I was in a meeting with her and my parents to discuss my future in school. There were two tracks you could take at my high school—the one leading to what was called an “advanced diploma” (required for college admittance) and one called the “standard diploma” (the track that led straight into a career after high school).
There is absolutely nothing wrong with either of these diplomas, but my guidance counselor was pushing me to the standard diploma because she didn’t think I was capable of earning an advanced diploma or going to college. That irked me.
I Would Be Going to College
I stood up for myself in that meeting and my parents later told me that they were incredibly proud when I told the counselor in no uncertain terms that I would be going to college. There was a reason I had the confidence to stand up for myself in that meeting: Even if my counselor didn’t believe in me, other people did.
All throughout my childhood my parents pushed me to try my very best and go for my dreams. They gave me and my siblings every opportunity they could for us to be successful and opened the door to a wide array of possibilities. I knew there was a place just for me to fill.
School wasn’t always easy for me, though. I struggled to make decent grades and found myself increasingly frustrated all the way through middle and early high school. After being tested, I discovered I had a small learning difference. My confidence took quite a hit as differences aren’t really acceptable to other teens. As a result, I started spending an hour a day with a teacher who helped me figure out how I learned best, and how to utilize that learning style in a regular classroom setting. She told me I was smart and had potential to do something great. She believed in me and I believed her.

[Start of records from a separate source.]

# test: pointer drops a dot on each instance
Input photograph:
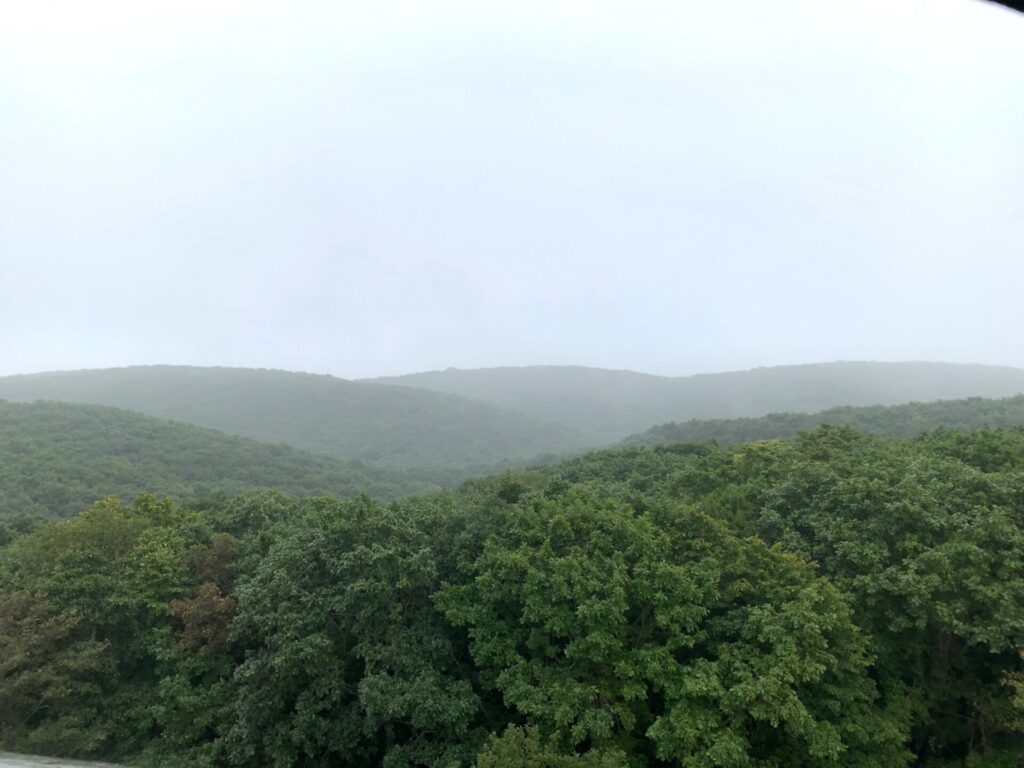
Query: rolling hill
(394, 426)
(56, 458)
(608, 406)
(887, 421)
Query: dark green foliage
(55, 459)
(830, 601)
(892, 421)
(393, 426)
(607, 406)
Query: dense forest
(387, 425)
(891, 421)
(57, 458)
(837, 599)
(608, 406)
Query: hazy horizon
(527, 366)
(372, 190)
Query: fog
(374, 188)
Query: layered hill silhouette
(57, 458)
(394, 426)
(442, 426)
(887, 421)
(607, 406)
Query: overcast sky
(378, 187)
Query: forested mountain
(396, 426)
(834, 601)
(906, 421)
(612, 404)
(56, 459)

I finished high school strong and graduated with my bachelor’s degree in three years. Everything in me wanted to send a photo of my college diploma to that guidance counselor…I didn’t.
Now It’s My Turn to Fight for Others
I have two beautiful and amazing children of my own and now my role is to be the person who believes in them and makes sure they know that this world is full of possibility and opportunity and those things aren’t just for other people…it’s for them too!
We get to be our children’s greatest advocate. We have to fight for our children and their right to be successful in school and in life. We have to remember that it’s our job to be sure they aren’t slipping through the cracks. We have to step in when things aren’t right and say to systems and people who might hold them back or bring them down, “Nope. Not on my watch. Do better.”
Every child needs to be given the opportunity to shine. When things get hard we need to cheer them on and encourage them. When they fail (and they will, because we all do) we need to offer a safe place to land and sort it out before we make them get back on the horse. And they need to hear the stories of people like Albert Einstein who was told as a child he’d never amount to much but whose mother refused to believe that. Anyone who underestimates any child is wrong.
Because what I really wish that guidance counselor had done in that meeting was ask and listen more than she talked. I wish she had looked me in the eye and said, “Lauren, what are your dreams and goals for the future? Tell me what you hope for and I’ll work along side you to show the path to get there.” Thankfully I had parents and teachers who did just that.
And now that’s what I’ll do with my children.
I will stand in the belief gap of what other people think my children can achieve and what they actually can. Because I believe in them.